Uno de sus rasgos fundamentales, además del hecho de vestirse siempre de negro, fue ser maestro de la ironía. Su hija Italia señala: “Tenía un sentido del humor increíble. Él le sacaba a todo, muy finamente, el aspecto simpático y a veces era mordaz en sus comentarios”. Esa mordacidad era tan profunda, que se percibía también en sus gestos; sin embargo, con ella ejercía un gran poder de enseñanza.
La academia formó parte importante de su vida. Dictar clase era una de las cosas por las que sentía una pasión muy especial. Creía en la tesis bíblica de no dar el pescado, sino de enseñar a pescar; así como una fuerte convicción de que todo debía ganarse por méritos. Carlos Gálvez Argote, un alumno que lo recuerda con gran admiración, expresó: “No solo fue el gestor de una generación de abogados, sino de seres humanos”. En las aulas dejó su máxima de que no hay simplemente que caminar por la vida, sino, además, dejar huella.
Estudiantes de universidades como la Nacional, el Rosario, Los Andes, La Gran Colombia, el Externado y la Javeriana recibieron sus conocimientos. Al cumplir 15 años como profesor de la Universidad Nacional, en 1977, fue condecorado con la orden Camilo Torres. Pero este no fue el único galardón que recibió. También se le otorgó el título de Egresado Eminente de la Universidad del Cauca y el de Jurista Emérito por parte del Colegio de Abogados de Bogotá. Su labor en el Diario Jurídico, medio de divulgación jurídica muy importante en su época, duró 20 años.
Murió a los 55 años, pero vivió comprometido con lo que siempre quiso y con su familia. Sus hijos afirman convencidos que en el momento en que vio la muerte cerca, su último pensamiento debió ser para ellos.
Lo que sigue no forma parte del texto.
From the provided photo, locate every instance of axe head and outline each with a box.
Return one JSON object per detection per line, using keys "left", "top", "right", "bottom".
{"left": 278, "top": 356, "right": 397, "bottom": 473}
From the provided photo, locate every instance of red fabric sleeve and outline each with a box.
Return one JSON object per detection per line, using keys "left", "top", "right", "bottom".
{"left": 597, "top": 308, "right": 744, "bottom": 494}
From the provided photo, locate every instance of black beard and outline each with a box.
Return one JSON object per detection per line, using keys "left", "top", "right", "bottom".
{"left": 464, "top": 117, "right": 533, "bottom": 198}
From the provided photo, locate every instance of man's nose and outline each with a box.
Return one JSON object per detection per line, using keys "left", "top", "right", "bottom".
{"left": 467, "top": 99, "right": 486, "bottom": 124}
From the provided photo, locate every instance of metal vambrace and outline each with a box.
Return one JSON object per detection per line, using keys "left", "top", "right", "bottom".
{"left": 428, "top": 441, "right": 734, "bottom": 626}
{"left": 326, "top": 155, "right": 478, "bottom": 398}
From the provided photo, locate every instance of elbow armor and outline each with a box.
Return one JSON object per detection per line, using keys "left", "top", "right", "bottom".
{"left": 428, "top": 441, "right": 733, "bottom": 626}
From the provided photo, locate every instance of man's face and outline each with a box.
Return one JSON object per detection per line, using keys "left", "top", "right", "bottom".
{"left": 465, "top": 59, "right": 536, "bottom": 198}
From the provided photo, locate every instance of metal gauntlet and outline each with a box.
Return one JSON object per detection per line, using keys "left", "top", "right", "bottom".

Porque, a pesar de las amenazas que recibió en los días que antecedieron a la toma, su gran preocupación nunca fue su seguridad, sino la de su familia. Prescindió varias veces de guardaespaldas y salía a caminar con toda tranquilidad. Tranquilidad que le daba el hecho de saber que siempre había procedido correctamente.